Moerschbacher Alex, He Zhe
School of Information, Florida State University, Tallahassee, United States.
Proceedings (IEEE Int Conf Bioinformatics Biomed). 2023 Dec;2023:4368-4373. doi: 10.1109/bibm58861.2023.10385612. Epub 2024 Jan 18.
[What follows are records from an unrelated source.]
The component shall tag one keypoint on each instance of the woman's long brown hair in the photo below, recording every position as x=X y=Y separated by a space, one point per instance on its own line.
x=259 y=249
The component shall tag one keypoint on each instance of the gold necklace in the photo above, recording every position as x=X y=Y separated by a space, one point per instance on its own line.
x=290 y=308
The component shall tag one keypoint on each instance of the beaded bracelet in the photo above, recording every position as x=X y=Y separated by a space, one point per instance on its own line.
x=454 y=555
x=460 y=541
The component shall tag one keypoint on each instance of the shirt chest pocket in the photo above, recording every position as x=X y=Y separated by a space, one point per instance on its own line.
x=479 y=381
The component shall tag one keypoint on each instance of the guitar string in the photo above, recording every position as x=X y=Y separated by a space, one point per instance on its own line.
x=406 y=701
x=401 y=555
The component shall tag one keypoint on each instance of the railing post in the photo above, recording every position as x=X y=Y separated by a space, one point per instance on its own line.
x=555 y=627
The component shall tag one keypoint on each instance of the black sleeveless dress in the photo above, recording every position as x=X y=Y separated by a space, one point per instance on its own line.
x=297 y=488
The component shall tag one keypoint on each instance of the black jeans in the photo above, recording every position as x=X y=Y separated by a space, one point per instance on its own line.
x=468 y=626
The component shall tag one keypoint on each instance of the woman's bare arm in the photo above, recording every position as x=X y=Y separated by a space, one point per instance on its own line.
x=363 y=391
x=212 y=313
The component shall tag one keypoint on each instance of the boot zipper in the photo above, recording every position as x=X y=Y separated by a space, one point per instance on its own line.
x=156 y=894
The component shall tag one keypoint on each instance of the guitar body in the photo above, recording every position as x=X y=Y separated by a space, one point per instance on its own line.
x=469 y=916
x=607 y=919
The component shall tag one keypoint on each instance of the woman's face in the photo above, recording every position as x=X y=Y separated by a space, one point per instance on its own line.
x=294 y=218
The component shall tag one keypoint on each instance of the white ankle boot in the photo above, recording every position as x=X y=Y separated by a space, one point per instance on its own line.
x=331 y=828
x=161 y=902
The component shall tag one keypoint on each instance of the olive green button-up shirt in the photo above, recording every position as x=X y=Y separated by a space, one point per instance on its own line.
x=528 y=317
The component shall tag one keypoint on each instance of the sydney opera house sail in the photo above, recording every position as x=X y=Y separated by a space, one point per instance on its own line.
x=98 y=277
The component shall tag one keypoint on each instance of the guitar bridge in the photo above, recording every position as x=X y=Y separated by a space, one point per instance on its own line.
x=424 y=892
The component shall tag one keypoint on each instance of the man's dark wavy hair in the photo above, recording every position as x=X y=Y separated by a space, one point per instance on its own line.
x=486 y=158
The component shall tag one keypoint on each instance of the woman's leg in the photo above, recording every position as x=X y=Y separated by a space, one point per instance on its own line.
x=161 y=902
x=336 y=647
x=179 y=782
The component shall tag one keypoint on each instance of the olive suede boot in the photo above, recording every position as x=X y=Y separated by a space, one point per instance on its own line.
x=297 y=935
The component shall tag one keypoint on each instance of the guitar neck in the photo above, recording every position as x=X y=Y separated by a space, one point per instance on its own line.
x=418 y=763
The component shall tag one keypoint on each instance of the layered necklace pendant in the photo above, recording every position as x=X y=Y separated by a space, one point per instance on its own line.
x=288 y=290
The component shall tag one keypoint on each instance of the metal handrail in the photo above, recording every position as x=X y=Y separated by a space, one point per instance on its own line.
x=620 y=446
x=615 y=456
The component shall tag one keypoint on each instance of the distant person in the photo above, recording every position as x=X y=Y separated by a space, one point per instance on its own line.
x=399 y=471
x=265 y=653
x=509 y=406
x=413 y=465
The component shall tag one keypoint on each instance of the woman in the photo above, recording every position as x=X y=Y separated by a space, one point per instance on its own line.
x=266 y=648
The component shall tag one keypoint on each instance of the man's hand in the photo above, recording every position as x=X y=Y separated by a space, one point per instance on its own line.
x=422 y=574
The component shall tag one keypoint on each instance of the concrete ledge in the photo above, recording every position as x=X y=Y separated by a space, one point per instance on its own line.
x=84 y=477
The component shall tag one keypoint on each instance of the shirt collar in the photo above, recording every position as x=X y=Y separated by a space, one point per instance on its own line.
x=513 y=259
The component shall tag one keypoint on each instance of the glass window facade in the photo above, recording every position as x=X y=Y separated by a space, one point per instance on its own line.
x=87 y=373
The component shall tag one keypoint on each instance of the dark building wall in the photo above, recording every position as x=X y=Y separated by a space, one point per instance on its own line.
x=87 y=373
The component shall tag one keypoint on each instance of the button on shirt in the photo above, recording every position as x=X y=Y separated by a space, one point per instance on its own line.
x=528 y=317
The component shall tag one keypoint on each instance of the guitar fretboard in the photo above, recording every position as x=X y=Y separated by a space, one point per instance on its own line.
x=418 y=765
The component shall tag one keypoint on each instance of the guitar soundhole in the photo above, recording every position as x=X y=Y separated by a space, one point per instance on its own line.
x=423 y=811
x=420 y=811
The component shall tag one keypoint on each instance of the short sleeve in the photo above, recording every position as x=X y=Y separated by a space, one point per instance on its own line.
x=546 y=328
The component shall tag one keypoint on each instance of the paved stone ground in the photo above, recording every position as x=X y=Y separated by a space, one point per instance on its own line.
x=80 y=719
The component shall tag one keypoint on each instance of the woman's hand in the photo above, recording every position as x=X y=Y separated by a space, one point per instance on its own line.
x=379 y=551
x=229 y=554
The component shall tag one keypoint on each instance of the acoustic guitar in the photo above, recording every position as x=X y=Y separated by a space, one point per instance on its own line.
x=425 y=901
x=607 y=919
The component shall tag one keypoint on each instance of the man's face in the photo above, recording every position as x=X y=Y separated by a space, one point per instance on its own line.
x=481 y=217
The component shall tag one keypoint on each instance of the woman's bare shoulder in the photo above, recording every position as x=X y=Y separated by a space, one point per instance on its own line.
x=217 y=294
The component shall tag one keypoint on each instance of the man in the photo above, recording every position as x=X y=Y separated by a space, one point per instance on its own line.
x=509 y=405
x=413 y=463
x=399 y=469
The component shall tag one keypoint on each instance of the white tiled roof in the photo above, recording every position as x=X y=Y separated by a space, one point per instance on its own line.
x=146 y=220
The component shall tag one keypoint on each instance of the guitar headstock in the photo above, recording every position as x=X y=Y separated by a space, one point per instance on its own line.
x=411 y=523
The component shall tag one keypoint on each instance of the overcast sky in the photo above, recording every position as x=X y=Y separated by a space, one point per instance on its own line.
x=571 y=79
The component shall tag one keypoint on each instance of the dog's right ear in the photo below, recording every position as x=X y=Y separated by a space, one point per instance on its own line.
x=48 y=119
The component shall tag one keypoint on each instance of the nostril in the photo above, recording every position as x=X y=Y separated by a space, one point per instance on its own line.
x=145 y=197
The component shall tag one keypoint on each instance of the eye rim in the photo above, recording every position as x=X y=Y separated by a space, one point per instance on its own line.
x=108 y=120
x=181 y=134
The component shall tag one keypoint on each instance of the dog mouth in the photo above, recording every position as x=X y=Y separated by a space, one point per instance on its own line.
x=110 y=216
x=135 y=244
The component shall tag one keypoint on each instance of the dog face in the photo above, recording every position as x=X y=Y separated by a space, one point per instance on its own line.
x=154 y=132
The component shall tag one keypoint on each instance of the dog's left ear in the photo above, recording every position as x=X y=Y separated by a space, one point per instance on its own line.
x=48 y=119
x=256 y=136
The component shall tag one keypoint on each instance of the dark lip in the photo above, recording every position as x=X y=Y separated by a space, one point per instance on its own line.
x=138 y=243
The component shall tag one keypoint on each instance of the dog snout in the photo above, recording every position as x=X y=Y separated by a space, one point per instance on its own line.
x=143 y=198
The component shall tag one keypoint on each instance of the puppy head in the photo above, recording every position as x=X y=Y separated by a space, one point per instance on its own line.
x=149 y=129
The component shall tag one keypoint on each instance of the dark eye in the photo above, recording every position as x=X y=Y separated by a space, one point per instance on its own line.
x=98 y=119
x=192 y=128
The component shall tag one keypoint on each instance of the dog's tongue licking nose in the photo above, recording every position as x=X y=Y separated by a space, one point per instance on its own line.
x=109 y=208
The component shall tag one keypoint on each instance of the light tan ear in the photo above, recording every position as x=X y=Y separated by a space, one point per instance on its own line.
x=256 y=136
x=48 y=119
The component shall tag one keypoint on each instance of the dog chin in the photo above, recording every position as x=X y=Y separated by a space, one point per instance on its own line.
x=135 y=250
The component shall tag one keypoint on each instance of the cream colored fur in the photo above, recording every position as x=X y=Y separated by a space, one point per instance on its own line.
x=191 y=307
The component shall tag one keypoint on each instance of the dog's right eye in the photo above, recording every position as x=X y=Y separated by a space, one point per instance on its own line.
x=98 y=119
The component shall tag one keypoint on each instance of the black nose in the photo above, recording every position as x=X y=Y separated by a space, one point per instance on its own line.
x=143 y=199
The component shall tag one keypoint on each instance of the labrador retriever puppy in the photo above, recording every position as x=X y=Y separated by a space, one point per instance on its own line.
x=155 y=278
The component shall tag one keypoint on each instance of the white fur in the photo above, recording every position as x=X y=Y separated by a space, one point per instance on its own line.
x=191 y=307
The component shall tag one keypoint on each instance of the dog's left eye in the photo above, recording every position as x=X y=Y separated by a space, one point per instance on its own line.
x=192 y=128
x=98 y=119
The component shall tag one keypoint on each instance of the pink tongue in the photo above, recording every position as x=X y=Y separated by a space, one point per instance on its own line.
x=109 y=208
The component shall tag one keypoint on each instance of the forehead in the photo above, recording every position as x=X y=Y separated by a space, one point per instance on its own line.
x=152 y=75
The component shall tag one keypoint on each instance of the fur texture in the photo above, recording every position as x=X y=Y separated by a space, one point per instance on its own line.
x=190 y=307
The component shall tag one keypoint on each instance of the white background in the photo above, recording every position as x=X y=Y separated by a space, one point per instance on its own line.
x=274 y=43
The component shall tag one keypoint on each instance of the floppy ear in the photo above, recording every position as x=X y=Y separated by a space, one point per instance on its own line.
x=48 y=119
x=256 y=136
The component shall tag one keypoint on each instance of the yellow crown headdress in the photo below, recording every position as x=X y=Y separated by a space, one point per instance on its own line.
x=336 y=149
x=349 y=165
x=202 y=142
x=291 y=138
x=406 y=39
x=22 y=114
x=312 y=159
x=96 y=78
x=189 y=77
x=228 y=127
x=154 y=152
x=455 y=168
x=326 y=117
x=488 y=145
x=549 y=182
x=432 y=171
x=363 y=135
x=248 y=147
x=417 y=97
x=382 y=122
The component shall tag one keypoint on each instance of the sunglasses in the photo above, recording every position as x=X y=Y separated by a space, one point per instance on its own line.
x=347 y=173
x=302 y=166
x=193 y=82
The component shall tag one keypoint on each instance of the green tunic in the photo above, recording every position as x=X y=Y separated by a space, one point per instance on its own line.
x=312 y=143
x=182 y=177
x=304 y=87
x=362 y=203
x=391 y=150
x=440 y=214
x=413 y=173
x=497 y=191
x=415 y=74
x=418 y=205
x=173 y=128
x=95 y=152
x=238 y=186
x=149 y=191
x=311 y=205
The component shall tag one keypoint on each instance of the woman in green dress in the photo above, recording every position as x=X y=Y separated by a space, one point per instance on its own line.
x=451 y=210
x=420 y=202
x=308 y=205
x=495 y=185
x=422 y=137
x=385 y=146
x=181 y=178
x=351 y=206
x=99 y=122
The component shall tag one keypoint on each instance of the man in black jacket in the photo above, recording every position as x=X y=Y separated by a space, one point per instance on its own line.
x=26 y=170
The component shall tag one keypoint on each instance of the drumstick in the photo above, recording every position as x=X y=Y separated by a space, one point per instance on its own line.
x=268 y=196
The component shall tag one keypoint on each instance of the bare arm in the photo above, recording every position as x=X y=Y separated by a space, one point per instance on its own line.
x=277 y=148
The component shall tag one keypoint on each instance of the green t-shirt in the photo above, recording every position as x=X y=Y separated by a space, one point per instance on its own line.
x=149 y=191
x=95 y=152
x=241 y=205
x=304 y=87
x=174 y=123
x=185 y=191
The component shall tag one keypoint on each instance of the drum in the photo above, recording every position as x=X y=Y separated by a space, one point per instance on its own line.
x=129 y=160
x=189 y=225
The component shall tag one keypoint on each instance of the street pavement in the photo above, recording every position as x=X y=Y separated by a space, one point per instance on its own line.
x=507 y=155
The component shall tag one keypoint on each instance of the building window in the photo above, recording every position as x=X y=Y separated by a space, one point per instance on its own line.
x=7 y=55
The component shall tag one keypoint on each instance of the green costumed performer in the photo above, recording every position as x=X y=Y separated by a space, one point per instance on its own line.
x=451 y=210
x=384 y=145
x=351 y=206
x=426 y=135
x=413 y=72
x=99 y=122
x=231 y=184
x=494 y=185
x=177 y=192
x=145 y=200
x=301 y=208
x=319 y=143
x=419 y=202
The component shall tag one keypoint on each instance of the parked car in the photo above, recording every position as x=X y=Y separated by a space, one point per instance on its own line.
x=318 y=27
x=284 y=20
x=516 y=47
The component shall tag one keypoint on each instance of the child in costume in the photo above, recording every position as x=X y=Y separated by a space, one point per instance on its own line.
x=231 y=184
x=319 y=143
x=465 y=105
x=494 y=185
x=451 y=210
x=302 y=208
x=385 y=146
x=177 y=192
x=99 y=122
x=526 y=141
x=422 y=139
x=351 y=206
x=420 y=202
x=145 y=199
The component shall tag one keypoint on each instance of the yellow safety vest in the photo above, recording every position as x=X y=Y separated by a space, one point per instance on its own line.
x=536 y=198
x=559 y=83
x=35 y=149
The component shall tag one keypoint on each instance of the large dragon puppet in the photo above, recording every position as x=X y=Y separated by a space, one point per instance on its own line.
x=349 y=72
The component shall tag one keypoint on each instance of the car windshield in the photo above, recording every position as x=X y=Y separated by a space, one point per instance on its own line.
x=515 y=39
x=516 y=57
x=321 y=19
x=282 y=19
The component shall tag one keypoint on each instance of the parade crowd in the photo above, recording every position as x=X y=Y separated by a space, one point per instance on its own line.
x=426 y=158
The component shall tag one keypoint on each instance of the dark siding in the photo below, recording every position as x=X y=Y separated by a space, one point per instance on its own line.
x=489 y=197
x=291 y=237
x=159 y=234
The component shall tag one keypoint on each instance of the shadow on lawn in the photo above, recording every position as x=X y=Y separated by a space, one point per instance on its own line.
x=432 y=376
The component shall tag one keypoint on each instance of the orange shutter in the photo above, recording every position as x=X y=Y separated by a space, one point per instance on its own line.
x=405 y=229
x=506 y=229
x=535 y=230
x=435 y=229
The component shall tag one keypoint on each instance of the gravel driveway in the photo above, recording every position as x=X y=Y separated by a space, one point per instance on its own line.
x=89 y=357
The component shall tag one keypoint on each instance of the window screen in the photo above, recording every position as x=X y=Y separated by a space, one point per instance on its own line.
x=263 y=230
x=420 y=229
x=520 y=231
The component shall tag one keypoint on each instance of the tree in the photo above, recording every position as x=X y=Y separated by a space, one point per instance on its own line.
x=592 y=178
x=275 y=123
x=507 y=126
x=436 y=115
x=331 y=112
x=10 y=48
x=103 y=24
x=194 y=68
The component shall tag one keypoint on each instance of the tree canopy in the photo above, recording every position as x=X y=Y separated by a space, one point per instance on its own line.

ICU readmissions are associated with poor outcomes for patients and poor performance of hospitals. Patients who are readmitted have an increased risk of in-hospital deaths; hospitals with a higher read-mission rate have a reduced profitability, due to an increase in cost and reduced payments from Medicare and Medicaid programs. Predicting a patient's likelihood of being readmitted to the ICU can help reduce early discharges, the risk of in-hospital deaths, and help in-crease profitability. In this study, we built and evaluated multiple machine learning models to predict 30-day readmission rates of ICU patients in the MIMIC-III database. We used both the structured data including demographics, laboratory tests, comorbidities, and unstructured discharge summaries as the predictors and evaluated different combinations of features. The best performing model in this study Logistic Regression achieved an AUROC of 75.7%. This study shows the potential of leveraging machine learning and deep learning for predicting ICU readmissions.
重症监护病房(ICU)再入院与患者的不良预后以及医院的不佳表现相关。再入院的患者院内死亡风险增加;再入院率较高的医院盈利能力下降,原因是成本增加以及医疗保险和医疗补助计划支付减少。预测患者再次入住ICU的可能性有助于减少过早出院、降低院内死亡风险并提高盈利能力。在本研究中,我们构建并评估了多个机器学习模型,以预测MIMIC-III数据库中ICU患者的30天再入院率。我们将包括人口统计学、实验室检查、合并症在内的结构化数据以及非结构化出院小结都用作预测指标,并评估了不同的特征组合。本研究中表现最佳的模型——逻辑回归,其曲线下面积(AUROC)达到了75.7%。这项研究展示了利用机器学习和深度学习预测ICU再入院情况的潜力。